Great ideas for small businesses are everywhere. Here are three examples of entrepreneurs who followed their passions into business adventures — vitamin water for expecting mothers, fashionable socks and even potato peelers.
A business bump
Vitamin-infused water is big business these days. Small Business Trends brings us the story of two mothers from Brooklyn, N.Y., who aimed to take that a step further and create a prenatal drink.
Stacy Rauen and Amber Wilcox got the idea for Bump Water after struggling with the size of prenatal vitamins.

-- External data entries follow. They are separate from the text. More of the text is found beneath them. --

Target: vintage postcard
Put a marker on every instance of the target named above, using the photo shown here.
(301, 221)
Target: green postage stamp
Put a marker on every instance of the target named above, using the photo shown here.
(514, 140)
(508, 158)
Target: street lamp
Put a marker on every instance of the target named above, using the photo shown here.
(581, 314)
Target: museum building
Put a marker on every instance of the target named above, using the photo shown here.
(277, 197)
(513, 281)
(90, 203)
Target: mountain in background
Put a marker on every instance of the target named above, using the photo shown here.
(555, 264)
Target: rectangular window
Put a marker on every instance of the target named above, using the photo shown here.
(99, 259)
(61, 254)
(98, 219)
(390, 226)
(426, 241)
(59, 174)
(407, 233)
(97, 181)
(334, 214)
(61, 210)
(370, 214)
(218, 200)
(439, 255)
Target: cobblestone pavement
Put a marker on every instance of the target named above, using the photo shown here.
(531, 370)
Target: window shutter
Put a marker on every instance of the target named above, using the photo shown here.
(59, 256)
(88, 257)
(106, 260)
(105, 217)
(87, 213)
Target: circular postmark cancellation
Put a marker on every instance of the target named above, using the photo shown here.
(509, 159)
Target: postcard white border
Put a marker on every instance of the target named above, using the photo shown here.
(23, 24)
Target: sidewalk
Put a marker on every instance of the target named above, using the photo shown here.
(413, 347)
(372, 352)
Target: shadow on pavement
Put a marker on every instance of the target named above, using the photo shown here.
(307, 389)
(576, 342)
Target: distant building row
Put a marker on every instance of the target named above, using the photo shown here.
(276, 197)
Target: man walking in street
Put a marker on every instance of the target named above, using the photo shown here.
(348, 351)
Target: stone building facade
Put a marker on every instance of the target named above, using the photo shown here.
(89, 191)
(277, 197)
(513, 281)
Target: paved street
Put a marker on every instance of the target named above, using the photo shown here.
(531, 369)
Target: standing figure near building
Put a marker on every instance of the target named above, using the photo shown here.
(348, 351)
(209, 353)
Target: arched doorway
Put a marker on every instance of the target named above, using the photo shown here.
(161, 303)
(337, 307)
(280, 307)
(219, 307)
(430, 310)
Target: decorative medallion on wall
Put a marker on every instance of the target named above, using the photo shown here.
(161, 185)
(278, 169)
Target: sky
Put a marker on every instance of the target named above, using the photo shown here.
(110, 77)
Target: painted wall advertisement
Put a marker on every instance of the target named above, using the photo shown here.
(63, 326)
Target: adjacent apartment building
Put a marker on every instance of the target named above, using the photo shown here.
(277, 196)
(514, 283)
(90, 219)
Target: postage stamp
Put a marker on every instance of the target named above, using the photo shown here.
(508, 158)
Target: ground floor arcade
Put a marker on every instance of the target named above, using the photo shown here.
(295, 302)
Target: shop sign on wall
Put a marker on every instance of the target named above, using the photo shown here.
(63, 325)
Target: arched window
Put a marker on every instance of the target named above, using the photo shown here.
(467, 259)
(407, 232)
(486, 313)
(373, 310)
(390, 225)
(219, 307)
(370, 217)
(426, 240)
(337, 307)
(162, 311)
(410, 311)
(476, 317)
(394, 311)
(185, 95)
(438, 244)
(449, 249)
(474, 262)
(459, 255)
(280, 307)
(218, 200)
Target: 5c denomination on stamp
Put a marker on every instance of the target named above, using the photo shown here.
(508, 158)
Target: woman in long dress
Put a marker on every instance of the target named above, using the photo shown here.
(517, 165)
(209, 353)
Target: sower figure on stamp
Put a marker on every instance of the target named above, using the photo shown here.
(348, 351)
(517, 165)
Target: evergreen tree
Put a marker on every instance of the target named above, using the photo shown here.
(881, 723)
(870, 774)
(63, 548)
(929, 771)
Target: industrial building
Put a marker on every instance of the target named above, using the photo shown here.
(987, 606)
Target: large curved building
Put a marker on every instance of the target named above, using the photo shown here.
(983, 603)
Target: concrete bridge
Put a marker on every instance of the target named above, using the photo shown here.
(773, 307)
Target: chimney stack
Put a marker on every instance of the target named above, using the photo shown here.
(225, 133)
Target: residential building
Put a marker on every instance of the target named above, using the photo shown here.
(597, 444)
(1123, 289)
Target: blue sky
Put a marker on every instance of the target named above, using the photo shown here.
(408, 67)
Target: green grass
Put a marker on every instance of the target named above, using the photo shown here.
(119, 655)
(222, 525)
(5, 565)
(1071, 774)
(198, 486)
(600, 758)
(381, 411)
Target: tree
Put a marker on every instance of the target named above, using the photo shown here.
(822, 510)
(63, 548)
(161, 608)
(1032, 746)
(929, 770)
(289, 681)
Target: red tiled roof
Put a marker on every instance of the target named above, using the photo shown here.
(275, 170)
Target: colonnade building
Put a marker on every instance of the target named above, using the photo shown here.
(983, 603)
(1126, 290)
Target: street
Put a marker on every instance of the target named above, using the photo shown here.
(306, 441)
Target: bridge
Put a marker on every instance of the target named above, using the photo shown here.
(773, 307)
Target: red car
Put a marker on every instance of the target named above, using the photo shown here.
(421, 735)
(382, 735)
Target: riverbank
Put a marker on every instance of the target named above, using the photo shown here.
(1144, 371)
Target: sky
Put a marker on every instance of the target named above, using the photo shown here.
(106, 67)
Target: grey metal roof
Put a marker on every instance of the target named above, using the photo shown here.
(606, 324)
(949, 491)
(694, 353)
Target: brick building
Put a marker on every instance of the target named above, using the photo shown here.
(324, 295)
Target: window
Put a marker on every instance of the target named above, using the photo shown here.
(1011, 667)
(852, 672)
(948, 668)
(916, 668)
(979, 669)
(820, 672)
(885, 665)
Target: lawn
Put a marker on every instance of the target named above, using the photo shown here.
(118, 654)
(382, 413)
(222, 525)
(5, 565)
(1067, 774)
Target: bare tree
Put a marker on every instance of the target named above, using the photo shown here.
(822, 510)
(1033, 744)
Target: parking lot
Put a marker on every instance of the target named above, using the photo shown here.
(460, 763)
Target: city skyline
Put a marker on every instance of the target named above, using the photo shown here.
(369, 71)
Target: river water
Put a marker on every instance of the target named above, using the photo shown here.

As their product’s website says, “Essential prenatal vitamins for women shouldn’t have to come just from pills the size of a horse.”
The Rauen and Wilcox families had fundraisers and an Indiegogo campaign to get the startup money together. Rauen was a magazine editor and Wilcox was a stay-at-home mom, the story says, so they teamed up with a beverage company to get the business off the ground.
The all-natural Bump Water includes vitamins and folic acid, and comes in “full calorie” (100 calories) and 10-calorie versions. Among the flavors: lemonade, cranberry ginger and pomegranate mixed berry, along with “sparkling” versions. (The website clarifies that Bump Water is a supplement to prenatal vitamins, not a replacement.)
“Try to create a unique product that fits a specific need,” Wilcox says. “We were amazed a product like Bump Water didn’t already exist, so we created it.”
Socks that rock
Socks have become a bit of a fashion statement in recent years. Football star Robert Griffin III donned Superman socks (complete with miniature capes) as he won the Heisman Trophy in 2011. Former President George H.W. Bush has been known to show off hot pink and American flag patterns, and even socks featuring his own mug.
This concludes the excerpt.